During the war in Vietnam there used to be the following pattern. The North Vietnamese, through their Vietcong terrorist allies, would launch an offensive against South Vietnam. They’d make progress in some places, get stalled in others. The Americans would bomb the heck out of their field forces and supply lines and bring them to the point of collapse. When the Vietnamese wanted a break, they would call for a cease fire—to celebrate the Vietnamese New Year, or May Day, or whatever. International pressure would force the United States to agree, on condition that the North Vietnamese refrained from using the ceasefire to reinforce or resupply its forces. The Vietnamese would of course accept, and then use the ceasefire to reinforce and resupply, so that the fighting could go on from square one.
This may sound like ancient history but it’s not. The tactic was invented in Moscow (I think it was first used in the Korean War, actually). The Russians taught it to many peoples, including the Iranians. The Iranians taught it to Hizbullah and Hamas. For them it’s not ancient history, it’s just part of the textbook for fighting Western countries. Things that work stay in the textbook generation after generation.
Our Islamofascist enemy’s greatest ally is our own hesitation. Israel’s present leadership, of course, wants peace at almost any price (for all I know it’s peace at any price—they just haven’t been put to that test yet, so that neither we nor the enemy can be sure). If we look at what’s happened in the region since the 2nd Lebanon War, however, we can see that the enemy’s strategy, for the meantime, is to play for time. During the 12 months since the war the IDF trained intensively, and for that time the balance of power shifted our way. Since then Hamas and Hizbullah have gotten stronger and stronger.
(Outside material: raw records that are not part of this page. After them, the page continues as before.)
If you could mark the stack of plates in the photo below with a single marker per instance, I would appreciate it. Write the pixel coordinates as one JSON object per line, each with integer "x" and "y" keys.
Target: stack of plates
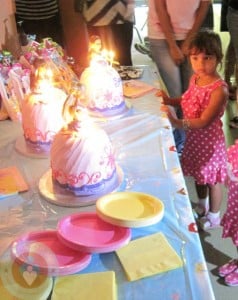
{"x": 69, "y": 248}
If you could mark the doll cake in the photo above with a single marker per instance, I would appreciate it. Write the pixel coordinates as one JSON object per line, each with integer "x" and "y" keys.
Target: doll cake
{"x": 42, "y": 119}
{"x": 82, "y": 159}
{"x": 103, "y": 89}
{"x": 42, "y": 113}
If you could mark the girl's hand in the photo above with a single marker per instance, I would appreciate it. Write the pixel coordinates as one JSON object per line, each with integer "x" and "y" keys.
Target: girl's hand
{"x": 164, "y": 96}
{"x": 172, "y": 117}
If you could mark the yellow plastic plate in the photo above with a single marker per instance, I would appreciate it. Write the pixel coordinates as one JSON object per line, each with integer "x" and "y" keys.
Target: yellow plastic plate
{"x": 130, "y": 209}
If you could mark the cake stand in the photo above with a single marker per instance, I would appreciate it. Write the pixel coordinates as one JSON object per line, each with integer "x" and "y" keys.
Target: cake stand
{"x": 65, "y": 198}
{"x": 22, "y": 148}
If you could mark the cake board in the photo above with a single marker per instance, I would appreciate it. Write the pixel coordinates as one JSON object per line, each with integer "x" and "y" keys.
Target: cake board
{"x": 101, "y": 118}
{"x": 65, "y": 198}
{"x": 21, "y": 147}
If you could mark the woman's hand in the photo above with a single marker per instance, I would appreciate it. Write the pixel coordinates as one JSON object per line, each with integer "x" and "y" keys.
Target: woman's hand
{"x": 176, "y": 54}
{"x": 165, "y": 98}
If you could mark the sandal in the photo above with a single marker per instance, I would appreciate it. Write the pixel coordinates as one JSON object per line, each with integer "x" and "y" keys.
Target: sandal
{"x": 207, "y": 223}
{"x": 232, "y": 278}
{"x": 234, "y": 122}
{"x": 228, "y": 268}
{"x": 201, "y": 211}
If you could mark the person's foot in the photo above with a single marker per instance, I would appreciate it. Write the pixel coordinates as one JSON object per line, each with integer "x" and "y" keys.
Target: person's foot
{"x": 232, "y": 278}
{"x": 234, "y": 122}
{"x": 206, "y": 222}
{"x": 201, "y": 210}
{"x": 232, "y": 92}
{"x": 228, "y": 268}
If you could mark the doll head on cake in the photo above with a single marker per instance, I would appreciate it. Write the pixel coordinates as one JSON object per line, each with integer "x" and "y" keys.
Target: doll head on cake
{"x": 103, "y": 87}
{"x": 42, "y": 110}
{"x": 82, "y": 159}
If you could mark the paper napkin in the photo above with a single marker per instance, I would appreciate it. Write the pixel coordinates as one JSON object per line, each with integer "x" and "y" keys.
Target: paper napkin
{"x": 11, "y": 182}
{"x": 101, "y": 286}
{"x": 148, "y": 256}
{"x": 136, "y": 88}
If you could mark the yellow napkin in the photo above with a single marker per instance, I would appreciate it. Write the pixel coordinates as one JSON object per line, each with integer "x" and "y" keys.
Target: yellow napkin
{"x": 148, "y": 256}
{"x": 101, "y": 286}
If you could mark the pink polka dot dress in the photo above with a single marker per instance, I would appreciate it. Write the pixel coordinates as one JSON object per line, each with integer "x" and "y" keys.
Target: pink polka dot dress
{"x": 204, "y": 156}
{"x": 230, "y": 218}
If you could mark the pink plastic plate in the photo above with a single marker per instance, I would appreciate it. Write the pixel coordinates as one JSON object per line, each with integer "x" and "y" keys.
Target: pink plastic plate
{"x": 87, "y": 232}
{"x": 48, "y": 255}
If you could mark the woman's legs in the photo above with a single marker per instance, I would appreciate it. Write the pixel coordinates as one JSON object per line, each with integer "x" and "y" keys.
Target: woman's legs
{"x": 210, "y": 199}
{"x": 215, "y": 195}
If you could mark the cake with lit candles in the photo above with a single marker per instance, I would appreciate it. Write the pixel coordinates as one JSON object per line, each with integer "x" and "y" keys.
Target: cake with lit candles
{"x": 42, "y": 112}
{"x": 103, "y": 89}
{"x": 82, "y": 159}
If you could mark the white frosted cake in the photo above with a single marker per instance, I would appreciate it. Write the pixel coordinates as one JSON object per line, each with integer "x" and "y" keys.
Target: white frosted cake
{"x": 103, "y": 89}
{"x": 82, "y": 160}
{"x": 42, "y": 119}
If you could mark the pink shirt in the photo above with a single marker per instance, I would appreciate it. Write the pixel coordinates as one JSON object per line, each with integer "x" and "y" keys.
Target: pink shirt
{"x": 182, "y": 15}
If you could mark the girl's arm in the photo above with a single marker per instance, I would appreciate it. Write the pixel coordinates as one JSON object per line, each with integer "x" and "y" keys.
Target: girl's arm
{"x": 218, "y": 98}
{"x": 166, "y": 100}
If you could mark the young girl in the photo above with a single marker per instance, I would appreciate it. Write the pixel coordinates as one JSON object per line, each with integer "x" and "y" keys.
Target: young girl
{"x": 204, "y": 156}
{"x": 230, "y": 219}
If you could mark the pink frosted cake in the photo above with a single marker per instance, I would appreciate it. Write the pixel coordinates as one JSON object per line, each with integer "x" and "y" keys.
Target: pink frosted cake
{"x": 42, "y": 119}
{"x": 82, "y": 160}
{"x": 103, "y": 89}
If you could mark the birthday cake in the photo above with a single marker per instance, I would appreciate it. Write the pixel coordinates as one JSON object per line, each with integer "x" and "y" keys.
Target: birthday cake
{"x": 42, "y": 119}
{"x": 103, "y": 89}
{"x": 82, "y": 160}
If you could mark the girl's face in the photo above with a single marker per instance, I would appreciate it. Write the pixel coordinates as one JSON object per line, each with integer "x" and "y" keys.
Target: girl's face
{"x": 203, "y": 64}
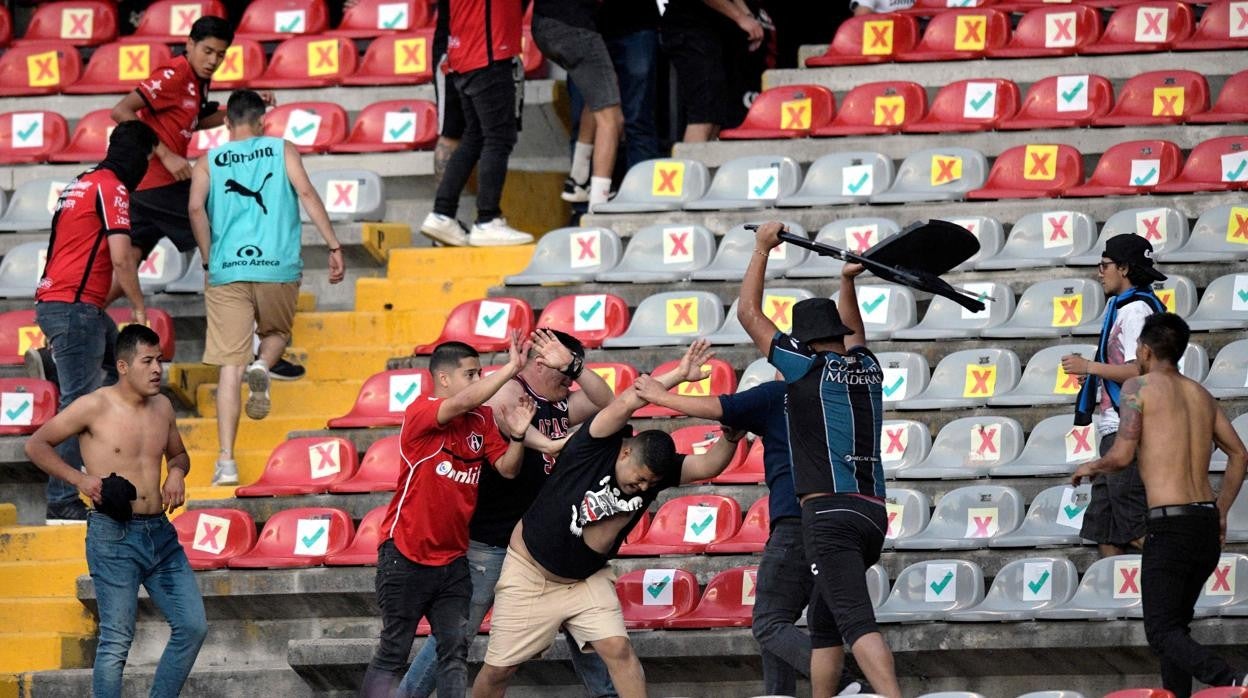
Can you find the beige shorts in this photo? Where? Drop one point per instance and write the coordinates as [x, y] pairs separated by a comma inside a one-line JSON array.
[[529, 609], [241, 310]]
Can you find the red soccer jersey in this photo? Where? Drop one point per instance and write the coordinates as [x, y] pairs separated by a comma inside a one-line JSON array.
[[175, 98], [79, 265], [437, 485]]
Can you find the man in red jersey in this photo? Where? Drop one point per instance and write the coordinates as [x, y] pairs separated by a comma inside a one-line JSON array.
[[87, 249], [422, 566]]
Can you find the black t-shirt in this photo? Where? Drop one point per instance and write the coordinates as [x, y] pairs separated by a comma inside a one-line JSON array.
[[580, 491], [502, 502]]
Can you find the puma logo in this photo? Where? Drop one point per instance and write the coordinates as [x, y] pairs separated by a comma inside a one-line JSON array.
[[232, 186]]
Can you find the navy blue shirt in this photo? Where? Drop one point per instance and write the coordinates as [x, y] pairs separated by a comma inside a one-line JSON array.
[[760, 411]]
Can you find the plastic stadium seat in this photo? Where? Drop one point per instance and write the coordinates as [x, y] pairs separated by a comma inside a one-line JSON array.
[[393, 125], [38, 69], [1157, 25], [25, 405], [486, 325], [1051, 31], [969, 105], [350, 195], [658, 185], [1032, 171], [311, 126], [275, 20], [303, 466], [939, 174], [1055, 447], [869, 39], [754, 181], [399, 59], [687, 525], [967, 378], [298, 537], [1053, 309], [212, 537], [383, 397], [929, 591], [590, 317], [1053, 518], [76, 23], [785, 113], [362, 550], [969, 447], [649, 597], [1062, 101], [856, 235], [659, 254], [672, 317], [726, 603], [960, 35], [735, 249]]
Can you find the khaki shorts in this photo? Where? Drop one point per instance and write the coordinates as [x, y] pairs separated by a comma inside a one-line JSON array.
[[240, 310], [529, 609]]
Four years ago American pressure forced Syria to withdraw its forces from Lebanon, creating the possibility of sustaining a democratic, Western-oriented government in that country. The events in Lebanon over the past two weeks show that Lebanon has, in effect, fallen back into Syrian and Iranian hands. Syrian divisions are on the Lebanese border and some reports say they have already crossed back into Lebanon. Meanwhile, the IDF’s power has reached a plateau. It is retrained and reequipped, but it needs to get much bigger and more powerful it isn’t doing so.
Israel is between the jaws of a pincers in which the enemy has considerable advantages. To attack us it doesn’t need to invade us—just to shoot missiles. Its armies can dig in and wait for us to come to them in prepared defensive positions. As time passes, they get stronger. When they feel reasonably certain we no longer have the strength to go after them, they will attack.
Israel’s best strategy is the one most difficult for a democracy to take: Pick one enemy, attack and destroy it, while trying to deter the other from making a move. Israel’s attack against Syria’s reactor last year sent a double message: Not only would Israel prevent Syria from getting nuclear weapons, but the entire Syrian hinterland remains as vulnerable as Israel’s. What Israel ought to do now is conquer all of Gaza but the built-up urban areas (excepting two—Rafiah in the south an Beit Hanun in the north, which should be literally flattened, the civilian moved to tent cities under IDF control as provided for by the Fourth Geneva Convention). A ten-kilometer strip between Khan Younis and the Egyptian border should be occupied. The Syrians should be warned ahead of time that in response to attacks on Israel’s hinterland their entire energy, power, water and communications infrastructure will be eliminated, in a manner designed to cause as much civilian unrest as possible. If they do attack, Israel should carry out the threat to the letter.
It should have been done eighteen months ago. It ought to be done today.